Question

College officials want to estimate the percentage of students who carry a gun, knife, or other such weapon. How many randomly selected students must be surveyed in order to be 95% confident that the sample percentage has a margin of error of 1.5 percentage points? (a) Assume that there is no available information that could be used as an estimate of p. Answer: (b) Assume that another study indicated that 6% of college students carry weapons. Answer:

Answer 1

To estimate the percentage of students who carry a weapon with a 95% confidence level and a margin of error of 1.5 percentage points, you can use the formula for sample size calculation. Assuming no available information on the estimated proportion, you would need to survey approximately 1068 students. However, if another study indicated that 6% of college students carry weapons, you would only need to survey approximately 484 students.

Step-by-step explanation:

To determine the sample size needed to estimate the percentage of students who carry a weapon with a 95% confidence level and a margin of error of 1.5 percentage points, we need to use the formula:

n = (Z^2 * p * (1-p)) / (E^2)

Where:

n = sample size

Z = Z-value corresponding to the desired confidence level (95% confidence level corresponds to a Z-value of approximately 1.96)

p = estimated proportion of students carrying a weapon

E = margin of error (1.5 percentage points = 0.015)

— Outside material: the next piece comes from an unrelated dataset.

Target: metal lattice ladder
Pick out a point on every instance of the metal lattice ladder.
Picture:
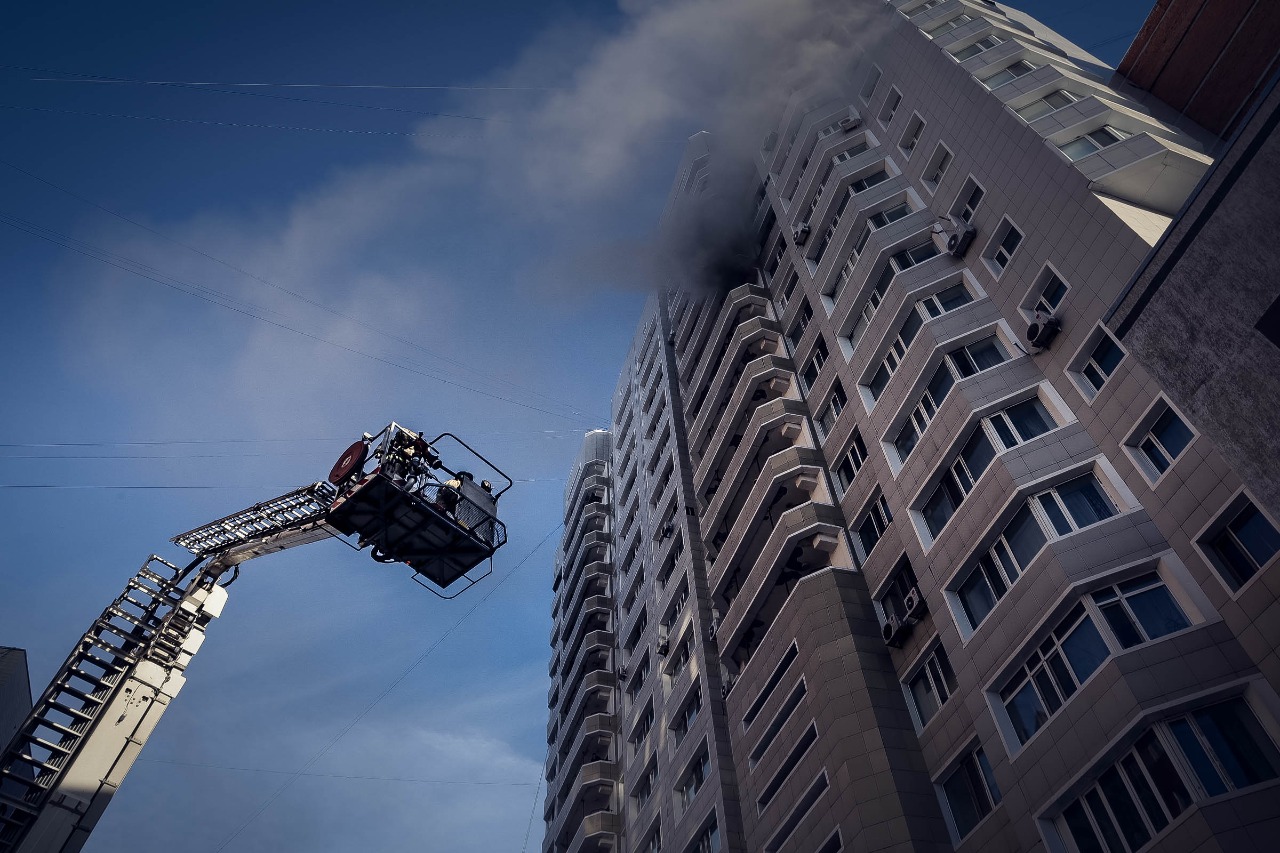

(a) If we assume that there is no available information on the estimated proportion of students carrying a weapon, we can use a conservative estimate of p = 0.5 (since this would yield the largest sample size)

n = (1.96^2 * 0.5 * (1-0.5)) / (0.015^2) ≈ 1067.56

So, approximately 1068 students should be surveyed.

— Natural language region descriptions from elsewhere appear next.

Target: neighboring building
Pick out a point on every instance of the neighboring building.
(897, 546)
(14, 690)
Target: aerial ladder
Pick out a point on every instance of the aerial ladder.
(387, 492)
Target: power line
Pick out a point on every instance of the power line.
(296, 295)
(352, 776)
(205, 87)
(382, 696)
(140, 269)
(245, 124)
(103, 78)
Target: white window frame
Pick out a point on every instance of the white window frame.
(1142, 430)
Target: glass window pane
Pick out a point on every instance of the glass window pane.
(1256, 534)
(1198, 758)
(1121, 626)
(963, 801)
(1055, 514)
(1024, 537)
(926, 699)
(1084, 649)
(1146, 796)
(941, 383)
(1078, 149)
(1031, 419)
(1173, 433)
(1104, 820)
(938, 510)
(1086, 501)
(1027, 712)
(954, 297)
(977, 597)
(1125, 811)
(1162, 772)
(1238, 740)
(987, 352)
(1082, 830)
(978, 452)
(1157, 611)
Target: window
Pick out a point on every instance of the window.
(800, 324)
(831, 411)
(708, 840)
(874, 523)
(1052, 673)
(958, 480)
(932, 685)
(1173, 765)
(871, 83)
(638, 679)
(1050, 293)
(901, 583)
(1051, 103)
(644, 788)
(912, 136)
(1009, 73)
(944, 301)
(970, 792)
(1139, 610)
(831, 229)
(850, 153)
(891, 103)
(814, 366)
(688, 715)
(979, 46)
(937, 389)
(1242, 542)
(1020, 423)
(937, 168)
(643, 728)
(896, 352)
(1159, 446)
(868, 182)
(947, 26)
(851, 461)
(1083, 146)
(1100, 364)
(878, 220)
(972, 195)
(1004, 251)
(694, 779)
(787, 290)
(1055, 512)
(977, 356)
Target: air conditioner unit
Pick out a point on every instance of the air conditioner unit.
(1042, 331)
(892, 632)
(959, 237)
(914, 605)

(b) If another study indicated that 6% of college students carry weapons, we can use this value as the estimated proportion of students carrying a weapon:

n = (1.96^2 * 0.06 * (1-0.06)) / (0.015^2) ≈ 483.69

So, approximately 484 students should be surveyed.

Answer 2

In this case, assuming a conservative estimate of 0.5 for the proportion of students carrying a weapon, a 95% confidence level, and a margin of error of 1.5 percentage points, the required sample size is 3852 students.

Step-by-step explanation:

To find the sample size required for estimating the percentage of students who carry a weapon, we need to use the formula for sample size calculation:

`n = (Z^2 * p * (1-p)) / E^2`

where:

• n is the required sample size
• Z is the Z-score corresponding to the desired confidence level (in this case, 95% confidence level corresponds to a Z-score of 1.96)
• p is the estimated proportion of students carrying a weapon (in part (a), there is no available estimate of p, so we will use 0.5 as a conservative estimate)
• E is the desired margin of error (in this case, 1.5 percentage points, so we convert it to proportion by dividing it by 100, giving 0.015)

Plugging in the values, we get:

`n = (1.96^2 * 0.5 * (1-0.5)) / (0.015^2)`

n = 3841.78

Since the sample size should be a whole number, we round up to the nearest whole number. Therefore, 3852 randomly selected students must be surveyed in order to be 95% confident that the sample percentage has a margin of error of 1.5 percentage points.